低下する経済成長、拡大する格差、迫り来る財政危機。トランプ米大統領や共和党議員には、税制改革によってこれら3大問題に対処するチャンスと責務があった。だが、残念なことに彼らは責務を怠り、チャンスを台なしにする法案を通過させたのだ。
米国の公的債務がすでに戦後最悪の水準にある中で、この税制改革によって財政赤字は今後10年間でさらに1.5兆〜2.2兆ドル(約165兆〜242兆円)悪化する。所得と富の不平等が急拡大している中で、減税額の8割が1%の超富裕層に回ると推定されている。
成長率の押し上げ効果はかぎられている
しかも、経済が8年以上にわたって緩やかに拡大を続け、労働市場が完全雇用に近づいている中では、減税が持つ景気浮揚効果はわずかなものにとどまるだろう。

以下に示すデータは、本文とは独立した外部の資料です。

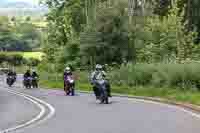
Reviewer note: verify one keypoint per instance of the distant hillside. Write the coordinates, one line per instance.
(21, 9)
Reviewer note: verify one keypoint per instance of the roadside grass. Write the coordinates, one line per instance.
(175, 94)
(27, 55)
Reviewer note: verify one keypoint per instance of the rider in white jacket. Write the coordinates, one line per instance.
(98, 74)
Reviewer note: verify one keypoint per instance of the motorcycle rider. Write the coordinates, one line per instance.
(67, 73)
(99, 74)
(12, 74)
(35, 76)
(27, 74)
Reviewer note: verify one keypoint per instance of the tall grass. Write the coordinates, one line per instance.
(158, 75)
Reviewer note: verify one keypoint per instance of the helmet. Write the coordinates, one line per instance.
(67, 69)
(98, 67)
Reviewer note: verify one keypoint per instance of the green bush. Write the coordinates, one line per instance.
(158, 75)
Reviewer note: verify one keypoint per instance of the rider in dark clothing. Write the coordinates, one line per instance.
(13, 74)
(27, 74)
(34, 74)
(67, 73)
(34, 77)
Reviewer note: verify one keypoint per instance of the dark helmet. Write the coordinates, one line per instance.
(98, 67)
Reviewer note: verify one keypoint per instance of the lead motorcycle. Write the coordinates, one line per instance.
(103, 90)
(10, 80)
(69, 85)
(27, 82)
(35, 82)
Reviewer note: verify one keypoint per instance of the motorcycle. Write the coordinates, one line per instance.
(27, 82)
(35, 82)
(103, 90)
(69, 85)
(10, 80)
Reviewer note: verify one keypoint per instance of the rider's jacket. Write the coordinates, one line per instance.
(27, 74)
(66, 75)
(97, 75)
(34, 75)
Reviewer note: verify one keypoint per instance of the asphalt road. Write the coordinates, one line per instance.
(82, 114)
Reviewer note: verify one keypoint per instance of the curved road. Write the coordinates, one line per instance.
(81, 114)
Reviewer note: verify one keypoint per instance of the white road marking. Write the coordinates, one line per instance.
(38, 103)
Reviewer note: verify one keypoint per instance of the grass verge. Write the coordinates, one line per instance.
(175, 94)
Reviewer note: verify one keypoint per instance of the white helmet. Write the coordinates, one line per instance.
(67, 69)
(98, 66)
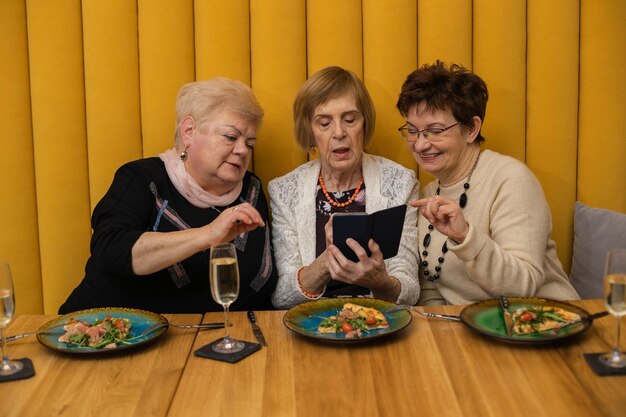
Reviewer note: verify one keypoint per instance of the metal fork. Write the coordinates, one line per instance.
(157, 326)
(48, 330)
(401, 307)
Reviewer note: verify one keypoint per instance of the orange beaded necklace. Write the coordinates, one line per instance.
(335, 203)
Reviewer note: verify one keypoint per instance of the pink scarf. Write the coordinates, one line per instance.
(189, 188)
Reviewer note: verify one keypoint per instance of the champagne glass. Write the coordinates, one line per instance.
(224, 275)
(615, 299)
(7, 308)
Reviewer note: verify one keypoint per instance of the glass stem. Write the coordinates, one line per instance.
(616, 352)
(226, 336)
(5, 358)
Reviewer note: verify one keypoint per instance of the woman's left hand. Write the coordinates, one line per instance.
(445, 215)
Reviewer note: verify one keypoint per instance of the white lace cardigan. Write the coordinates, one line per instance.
(292, 199)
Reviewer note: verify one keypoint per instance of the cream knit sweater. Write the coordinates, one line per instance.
(508, 249)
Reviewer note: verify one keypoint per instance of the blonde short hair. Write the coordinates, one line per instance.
(201, 99)
(323, 86)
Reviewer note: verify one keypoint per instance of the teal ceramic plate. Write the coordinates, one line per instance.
(140, 320)
(305, 318)
(486, 317)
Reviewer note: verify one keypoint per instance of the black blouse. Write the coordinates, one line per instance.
(142, 198)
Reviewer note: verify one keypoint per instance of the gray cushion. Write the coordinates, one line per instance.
(595, 232)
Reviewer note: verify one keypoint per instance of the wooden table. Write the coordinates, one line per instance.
(432, 368)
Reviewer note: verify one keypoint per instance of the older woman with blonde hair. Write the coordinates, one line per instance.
(333, 112)
(154, 226)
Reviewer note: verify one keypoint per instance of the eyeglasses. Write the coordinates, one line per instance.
(411, 134)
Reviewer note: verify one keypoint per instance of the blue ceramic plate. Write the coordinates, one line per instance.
(486, 317)
(140, 320)
(305, 318)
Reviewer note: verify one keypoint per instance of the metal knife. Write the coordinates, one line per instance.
(506, 314)
(256, 329)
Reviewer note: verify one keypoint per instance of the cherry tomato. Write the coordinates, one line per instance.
(346, 327)
(527, 316)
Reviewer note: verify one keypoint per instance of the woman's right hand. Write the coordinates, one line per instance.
(232, 222)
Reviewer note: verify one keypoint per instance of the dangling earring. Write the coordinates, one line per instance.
(184, 154)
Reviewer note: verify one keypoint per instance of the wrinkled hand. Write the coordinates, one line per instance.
(234, 221)
(445, 215)
(370, 272)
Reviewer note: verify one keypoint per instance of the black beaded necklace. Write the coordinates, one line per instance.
(444, 249)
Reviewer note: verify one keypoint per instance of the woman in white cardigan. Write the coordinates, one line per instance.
(334, 113)
(485, 214)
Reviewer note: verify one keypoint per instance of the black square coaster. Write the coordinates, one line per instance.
(27, 371)
(207, 351)
(593, 359)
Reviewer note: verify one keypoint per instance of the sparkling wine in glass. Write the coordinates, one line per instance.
(615, 299)
(7, 308)
(224, 276)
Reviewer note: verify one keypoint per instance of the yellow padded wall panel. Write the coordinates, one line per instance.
(18, 242)
(278, 69)
(222, 34)
(552, 110)
(57, 97)
(334, 35)
(389, 54)
(166, 62)
(602, 141)
(499, 45)
(444, 31)
(111, 89)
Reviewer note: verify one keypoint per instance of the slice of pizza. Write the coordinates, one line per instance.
(541, 318)
(373, 318)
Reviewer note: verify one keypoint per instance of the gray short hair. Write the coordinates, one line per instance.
(201, 99)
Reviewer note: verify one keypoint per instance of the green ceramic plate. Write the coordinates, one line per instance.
(140, 320)
(305, 318)
(486, 317)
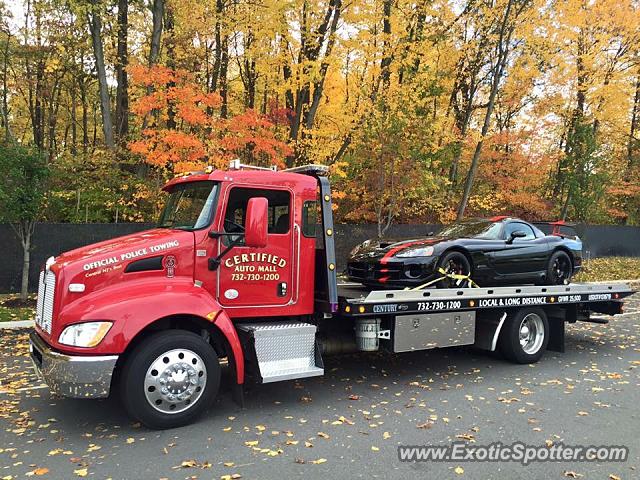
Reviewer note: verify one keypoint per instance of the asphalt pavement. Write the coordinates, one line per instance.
(349, 423)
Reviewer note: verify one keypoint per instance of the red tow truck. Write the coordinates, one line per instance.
(241, 267)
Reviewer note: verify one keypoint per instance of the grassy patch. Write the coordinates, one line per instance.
(609, 268)
(11, 308)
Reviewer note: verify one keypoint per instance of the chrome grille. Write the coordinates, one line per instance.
(44, 307)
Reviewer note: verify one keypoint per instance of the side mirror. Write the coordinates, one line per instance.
(255, 233)
(516, 234)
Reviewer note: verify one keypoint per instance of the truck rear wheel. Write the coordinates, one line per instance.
(525, 336)
(170, 379)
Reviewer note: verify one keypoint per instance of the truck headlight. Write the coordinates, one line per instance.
(87, 334)
(416, 252)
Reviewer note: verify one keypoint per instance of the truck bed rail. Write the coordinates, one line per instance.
(354, 301)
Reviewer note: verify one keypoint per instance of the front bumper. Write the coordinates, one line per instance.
(409, 272)
(72, 376)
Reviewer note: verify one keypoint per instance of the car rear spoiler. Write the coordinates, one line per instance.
(558, 228)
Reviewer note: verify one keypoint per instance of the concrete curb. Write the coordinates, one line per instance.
(17, 324)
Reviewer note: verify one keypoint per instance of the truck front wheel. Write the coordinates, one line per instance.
(170, 379)
(525, 335)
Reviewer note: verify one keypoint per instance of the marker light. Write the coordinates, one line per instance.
(87, 334)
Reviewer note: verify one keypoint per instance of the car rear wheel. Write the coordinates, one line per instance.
(170, 379)
(559, 269)
(455, 263)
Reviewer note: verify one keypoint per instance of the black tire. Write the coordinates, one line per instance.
(166, 347)
(510, 338)
(559, 269)
(453, 262)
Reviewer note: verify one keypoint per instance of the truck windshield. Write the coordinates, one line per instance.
(189, 206)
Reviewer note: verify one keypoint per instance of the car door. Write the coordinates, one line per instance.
(257, 276)
(521, 256)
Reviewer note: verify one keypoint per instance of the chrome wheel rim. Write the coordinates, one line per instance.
(531, 333)
(175, 381)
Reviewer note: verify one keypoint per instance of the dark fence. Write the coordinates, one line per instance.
(55, 238)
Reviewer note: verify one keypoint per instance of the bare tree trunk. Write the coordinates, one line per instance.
(85, 116)
(122, 93)
(95, 25)
(634, 143)
(156, 32)
(169, 23)
(504, 38)
(74, 119)
(24, 229)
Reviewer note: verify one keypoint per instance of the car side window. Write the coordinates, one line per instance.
(518, 226)
(279, 206)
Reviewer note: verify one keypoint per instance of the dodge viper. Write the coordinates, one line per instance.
(495, 251)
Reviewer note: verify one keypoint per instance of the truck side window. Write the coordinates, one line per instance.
(309, 218)
(279, 205)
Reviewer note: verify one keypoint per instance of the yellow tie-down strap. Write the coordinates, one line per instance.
(455, 276)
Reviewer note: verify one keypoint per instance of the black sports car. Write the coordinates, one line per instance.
(495, 251)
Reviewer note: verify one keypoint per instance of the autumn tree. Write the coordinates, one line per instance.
(22, 195)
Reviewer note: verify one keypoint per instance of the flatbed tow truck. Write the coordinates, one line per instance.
(240, 268)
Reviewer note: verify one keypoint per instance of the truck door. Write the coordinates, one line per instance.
(257, 276)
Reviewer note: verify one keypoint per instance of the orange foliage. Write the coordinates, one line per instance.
(200, 135)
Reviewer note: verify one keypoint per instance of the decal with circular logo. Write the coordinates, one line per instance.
(170, 265)
(231, 294)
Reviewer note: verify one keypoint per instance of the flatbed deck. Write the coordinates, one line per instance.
(357, 300)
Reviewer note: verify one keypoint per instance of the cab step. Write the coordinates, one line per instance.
(281, 350)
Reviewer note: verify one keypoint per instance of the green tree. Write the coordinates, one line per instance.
(22, 196)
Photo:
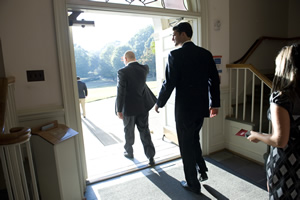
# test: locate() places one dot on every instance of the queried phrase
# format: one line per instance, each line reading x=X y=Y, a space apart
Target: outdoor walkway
x=104 y=140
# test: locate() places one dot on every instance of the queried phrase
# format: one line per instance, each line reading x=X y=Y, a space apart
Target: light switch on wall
x=217 y=25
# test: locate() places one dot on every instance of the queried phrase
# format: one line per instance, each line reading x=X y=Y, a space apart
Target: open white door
x=163 y=45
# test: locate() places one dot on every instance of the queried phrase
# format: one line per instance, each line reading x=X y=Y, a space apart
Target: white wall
x=294 y=19
x=28 y=43
x=219 y=38
x=252 y=19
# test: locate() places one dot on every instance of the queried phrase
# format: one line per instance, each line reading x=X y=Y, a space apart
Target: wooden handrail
x=17 y=135
x=257 y=42
x=261 y=76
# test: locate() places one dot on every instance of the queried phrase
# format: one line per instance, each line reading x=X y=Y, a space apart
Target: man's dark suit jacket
x=134 y=97
x=191 y=69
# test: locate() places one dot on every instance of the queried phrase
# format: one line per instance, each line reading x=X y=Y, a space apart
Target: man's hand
x=156 y=108
x=213 y=112
x=120 y=115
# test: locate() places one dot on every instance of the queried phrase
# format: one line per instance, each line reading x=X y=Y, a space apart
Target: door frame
x=66 y=60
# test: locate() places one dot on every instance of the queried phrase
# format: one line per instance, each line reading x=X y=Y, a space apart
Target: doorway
x=102 y=131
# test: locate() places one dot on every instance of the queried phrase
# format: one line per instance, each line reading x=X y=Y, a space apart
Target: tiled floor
x=245 y=169
x=240 y=167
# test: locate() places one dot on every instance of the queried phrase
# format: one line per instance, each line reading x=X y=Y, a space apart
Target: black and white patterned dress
x=283 y=164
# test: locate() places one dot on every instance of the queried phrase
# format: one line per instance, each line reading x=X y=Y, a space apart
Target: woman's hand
x=253 y=137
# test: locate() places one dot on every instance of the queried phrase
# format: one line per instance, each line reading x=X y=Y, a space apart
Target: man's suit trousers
x=190 y=150
x=141 y=121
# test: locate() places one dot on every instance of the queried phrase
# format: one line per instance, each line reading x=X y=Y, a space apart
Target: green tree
x=117 y=58
x=82 y=61
x=140 y=40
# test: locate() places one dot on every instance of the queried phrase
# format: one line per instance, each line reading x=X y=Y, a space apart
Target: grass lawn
x=96 y=94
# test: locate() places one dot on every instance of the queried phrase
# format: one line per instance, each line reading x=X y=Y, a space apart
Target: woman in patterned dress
x=283 y=164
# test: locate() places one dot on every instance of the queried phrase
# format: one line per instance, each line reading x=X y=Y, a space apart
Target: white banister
x=244 y=84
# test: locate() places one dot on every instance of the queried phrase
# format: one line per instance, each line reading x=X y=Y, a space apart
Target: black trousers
x=190 y=150
x=141 y=121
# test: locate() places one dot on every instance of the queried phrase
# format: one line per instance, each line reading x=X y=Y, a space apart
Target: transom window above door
x=167 y=4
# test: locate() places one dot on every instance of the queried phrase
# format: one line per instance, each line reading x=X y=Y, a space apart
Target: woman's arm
x=280 y=128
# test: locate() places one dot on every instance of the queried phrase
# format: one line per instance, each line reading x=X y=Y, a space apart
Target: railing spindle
x=253 y=95
x=230 y=92
x=261 y=105
x=245 y=89
x=237 y=94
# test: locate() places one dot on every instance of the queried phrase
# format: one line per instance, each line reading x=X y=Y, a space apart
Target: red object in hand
x=241 y=132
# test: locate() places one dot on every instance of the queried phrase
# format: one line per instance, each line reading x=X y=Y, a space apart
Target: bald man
x=134 y=100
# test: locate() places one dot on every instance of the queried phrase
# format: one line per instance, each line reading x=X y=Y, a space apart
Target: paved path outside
x=104 y=141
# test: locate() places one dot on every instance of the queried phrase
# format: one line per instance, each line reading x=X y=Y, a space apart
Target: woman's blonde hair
x=287 y=70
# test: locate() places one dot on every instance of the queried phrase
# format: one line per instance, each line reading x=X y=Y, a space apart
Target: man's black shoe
x=203 y=177
x=128 y=155
x=185 y=186
x=151 y=162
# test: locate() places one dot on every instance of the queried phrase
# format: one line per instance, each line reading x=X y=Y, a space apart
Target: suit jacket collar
x=130 y=63
x=187 y=43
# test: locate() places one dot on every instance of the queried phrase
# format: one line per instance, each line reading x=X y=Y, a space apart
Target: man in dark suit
x=82 y=92
x=134 y=100
x=192 y=71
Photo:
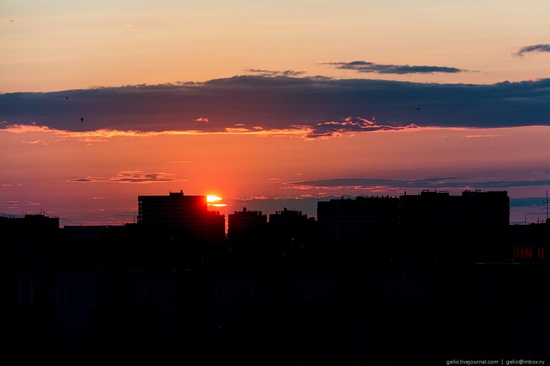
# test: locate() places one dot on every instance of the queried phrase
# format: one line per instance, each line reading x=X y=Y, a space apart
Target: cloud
x=416 y=184
x=271 y=73
x=533 y=48
x=135 y=176
x=371 y=67
x=309 y=107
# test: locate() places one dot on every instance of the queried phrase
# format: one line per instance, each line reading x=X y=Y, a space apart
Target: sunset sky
x=270 y=104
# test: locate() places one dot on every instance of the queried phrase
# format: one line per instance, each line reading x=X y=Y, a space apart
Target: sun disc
x=212 y=198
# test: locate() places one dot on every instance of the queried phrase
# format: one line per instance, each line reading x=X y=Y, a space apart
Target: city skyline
x=270 y=104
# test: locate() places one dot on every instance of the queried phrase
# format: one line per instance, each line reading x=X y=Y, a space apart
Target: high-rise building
x=181 y=212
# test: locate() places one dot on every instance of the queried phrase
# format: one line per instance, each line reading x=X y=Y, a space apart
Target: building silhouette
x=189 y=215
x=352 y=287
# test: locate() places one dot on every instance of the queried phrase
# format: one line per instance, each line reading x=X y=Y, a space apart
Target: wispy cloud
x=272 y=73
x=371 y=67
x=417 y=184
x=134 y=176
x=308 y=107
x=533 y=49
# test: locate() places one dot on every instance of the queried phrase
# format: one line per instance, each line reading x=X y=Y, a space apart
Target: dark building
x=440 y=227
x=187 y=214
x=245 y=228
x=361 y=223
x=290 y=229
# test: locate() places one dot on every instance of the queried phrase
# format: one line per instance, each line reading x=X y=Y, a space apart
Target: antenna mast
x=546 y=205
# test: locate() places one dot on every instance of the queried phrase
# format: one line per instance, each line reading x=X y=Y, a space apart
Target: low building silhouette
x=182 y=214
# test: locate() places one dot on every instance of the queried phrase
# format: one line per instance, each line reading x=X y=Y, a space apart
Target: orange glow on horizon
x=212 y=198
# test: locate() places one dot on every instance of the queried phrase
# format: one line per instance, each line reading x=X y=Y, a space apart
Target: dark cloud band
x=533 y=48
x=371 y=67
x=319 y=105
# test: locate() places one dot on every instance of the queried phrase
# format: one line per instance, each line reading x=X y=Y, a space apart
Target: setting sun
x=211 y=198
x=215 y=201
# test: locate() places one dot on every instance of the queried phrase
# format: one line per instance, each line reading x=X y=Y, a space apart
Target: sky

確かに、大規模な法人減税は長年の懸案だった。投資は喚起され、国内外の企業が米国で事業を行う動機も強まるだろう。しかし、成長率の押し上げ効果は、トランプ氏や同氏の経済ブレーンが喧伝する「年率1%ポイント以上」を大幅に下回ると、圧倒的多数のエコノミストが予測している。
経済成長に伴うトリクルダウン(富者が富めば貧者にも富が滴り落ちるとする効果のこと)によって「平均的な世帯の年収は極めて控えめに見積もっても4000ドル(約44万円)増加する」とトランプ政権はブチ上げるが、これを裏付ける根拠は何もない。